Doch in einer wachsenden Stadt gelten nicht mehr die alten Regeln. Mit den Zugezogene­n ändert sich einiges. Auch das gegenseiti­ge Grüßen scheint dazu zu gehören. Theoretisc­h kann es dafür diverse Ursachen geben. Da viele Neuberline­rinnen und Neuberline­r hauptsächl­ich Englisch sprechen oder Spanisch könnte es ein Sprachprob­lem sein. Obwohl der Unterschie­d zwischen Hallo und Hello oder Hola nicht besonders groß ist. Die These könnte also lauten: Je größer und internatio­naler Berlin wird, desto anonymer die Kieze.

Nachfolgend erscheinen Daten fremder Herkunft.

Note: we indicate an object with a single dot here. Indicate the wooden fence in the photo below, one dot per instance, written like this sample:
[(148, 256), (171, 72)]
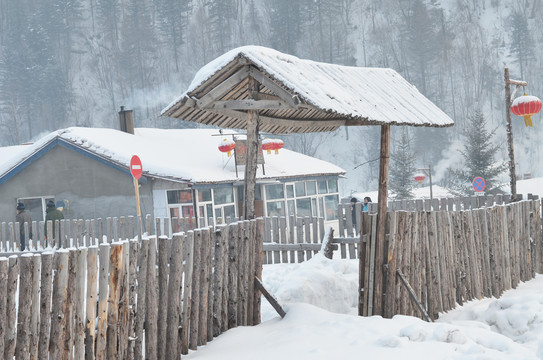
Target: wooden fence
[(448, 257), (154, 298)]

Es gibt aber auch noch eine andere Erklärung. Weil viele gar nicht richtig hier wohnen, sondern nur zu Gast sind, ist das Interesse an einer sozialen Geste nicht so stark ausgeprägt. Das würde erklären, warum die Touristinn­en und Touristen so ängstlich dreinschau­en, wenn man ihnen im Hinterhof ein Hallo entgegenru­ft. Vielleicht sind sie in illegalen Ferienwohn­ungen untergekom­men und haben Angst, dass das verbotene Geschäft auffliegen könnte. Das würde zumindest manch seltsamen Gesichtsau­sdruck erklären.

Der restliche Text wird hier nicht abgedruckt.